Severe health outcomes 
In addition to being at increased risk for pregnancy and delivery-related complications (like gestational diabetes and preeclampsia, a potentially fatal hypertensive disorder), women with disabilities are also more likely to develop conditions like infection, blood clots, and heart attacks that can result in death during childbirth. Pregnant women with disabilities are also more likely to undergo obstetric interventions, which may include oxytocin to induce labor, use of vacuums, forceps, and other devices, or C-section delivery. In fact, women with disabilities are more likely to be given C-sections - which are generally riskier than vaginal births - without clear medical reasons. Moreover, medical interventions during birth also run the risk of resulting in birth injury to the child. For example, erb's palsy is a nervous system injury typically caused during newborn delivery, resulting in arm weakness and loss of motion. Fortunately, birth injury settlements can provide erbs palsy help in the form of financial compensation for medical bills and reduced quality of life.


Barriers to care 
"Women with disabilities have long been ignored in obstetric research and clinical practice," explains Hilary Brown, an assistant professor at the University of Toronto at Scarborough. Pregnant women with disabilities commonly report their healthcare providers as being dismissive, uneducated, or unable to help with their individual needs. Indeed, medical providers typically aren't trained in treating pregnant women with disabilities - despite their pregnancy rates being similar to their non-disabled counterparts. Patients are also largely unaware of ways their disability may affect their pregnancy and vice versa. 

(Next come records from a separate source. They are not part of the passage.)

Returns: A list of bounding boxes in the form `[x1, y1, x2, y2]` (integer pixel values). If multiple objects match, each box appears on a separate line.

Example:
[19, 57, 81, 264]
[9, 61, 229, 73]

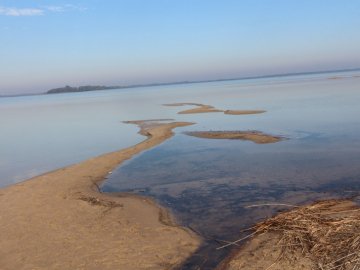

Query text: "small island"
[46, 85, 122, 94]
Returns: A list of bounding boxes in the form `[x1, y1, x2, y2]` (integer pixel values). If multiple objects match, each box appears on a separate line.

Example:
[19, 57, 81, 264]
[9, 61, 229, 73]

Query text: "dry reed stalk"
[225, 200, 360, 270]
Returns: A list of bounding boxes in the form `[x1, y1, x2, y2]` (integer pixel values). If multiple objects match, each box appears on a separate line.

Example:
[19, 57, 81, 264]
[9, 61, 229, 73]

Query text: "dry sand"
[218, 200, 360, 270]
[164, 102, 266, 115]
[224, 110, 266, 115]
[185, 131, 284, 144]
[0, 121, 200, 270]
[164, 103, 223, 114]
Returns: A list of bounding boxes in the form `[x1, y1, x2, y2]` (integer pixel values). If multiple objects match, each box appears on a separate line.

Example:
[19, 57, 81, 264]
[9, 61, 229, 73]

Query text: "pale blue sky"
[0, 0, 360, 94]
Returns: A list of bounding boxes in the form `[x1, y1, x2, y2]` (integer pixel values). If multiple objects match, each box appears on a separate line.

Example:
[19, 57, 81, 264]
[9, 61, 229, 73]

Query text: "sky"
[0, 0, 360, 95]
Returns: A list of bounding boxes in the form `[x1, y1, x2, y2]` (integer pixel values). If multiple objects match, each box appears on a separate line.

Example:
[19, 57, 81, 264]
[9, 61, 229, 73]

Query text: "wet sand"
[224, 110, 266, 115]
[185, 131, 284, 144]
[163, 102, 266, 115]
[164, 103, 223, 114]
[0, 121, 201, 270]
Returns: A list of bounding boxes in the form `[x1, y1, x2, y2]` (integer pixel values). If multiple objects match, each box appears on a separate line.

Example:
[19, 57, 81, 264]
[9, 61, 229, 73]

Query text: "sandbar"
[163, 102, 266, 115]
[185, 130, 284, 144]
[224, 110, 266, 115]
[0, 121, 201, 270]
[164, 103, 223, 114]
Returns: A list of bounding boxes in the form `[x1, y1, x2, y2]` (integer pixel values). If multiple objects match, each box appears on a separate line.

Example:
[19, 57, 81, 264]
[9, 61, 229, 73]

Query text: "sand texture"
[164, 102, 266, 115]
[224, 110, 266, 115]
[0, 121, 200, 270]
[185, 131, 284, 144]
[164, 103, 223, 114]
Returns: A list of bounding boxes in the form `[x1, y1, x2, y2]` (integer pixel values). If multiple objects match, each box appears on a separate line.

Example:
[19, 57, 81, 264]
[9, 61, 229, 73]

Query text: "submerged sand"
[0, 121, 200, 270]
[164, 102, 266, 115]
[224, 110, 266, 115]
[164, 102, 223, 114]
[185, 130, 284, 144]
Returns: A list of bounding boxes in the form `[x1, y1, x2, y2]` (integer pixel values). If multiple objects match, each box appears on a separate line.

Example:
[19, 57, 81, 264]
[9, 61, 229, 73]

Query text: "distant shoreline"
[0, 68, 360, 98]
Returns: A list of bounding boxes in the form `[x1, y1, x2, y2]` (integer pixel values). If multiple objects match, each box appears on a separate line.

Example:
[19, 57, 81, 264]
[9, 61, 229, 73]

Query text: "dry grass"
[222, 200, 360, 270]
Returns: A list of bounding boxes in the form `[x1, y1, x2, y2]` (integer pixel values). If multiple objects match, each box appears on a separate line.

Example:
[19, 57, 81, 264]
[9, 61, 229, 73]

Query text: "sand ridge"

Safer, healthier pregnancies
Mandatory disability training for healthcare professionals, including obstetricians and midwives, can help ensure people with disabilities have healthier, safer pregnancies, explains Brown. Gleason also notes more research is required to further clarify the root causes of maternal morbidity and mortality, as well as to understand the impact of specific disabilities on maternal outcomes. Reproductive health counseling is also essential to help pregnant women understand their options and individual risks, however it's not usually offered to people with disabilities. "There's this misconception for women entering prenatal care that this can be the time to intervene on all these health issues," said Gleason. "We should really be focusing on women's preconception health in general to improve pregnancy outcomes".
Ultimately, Brown calls the new research an "important contribution" to the existing body of knowledge. With greater awareness and understanding, much-needed changes can finally be made to improve healthcare for pregnant women with disabilities.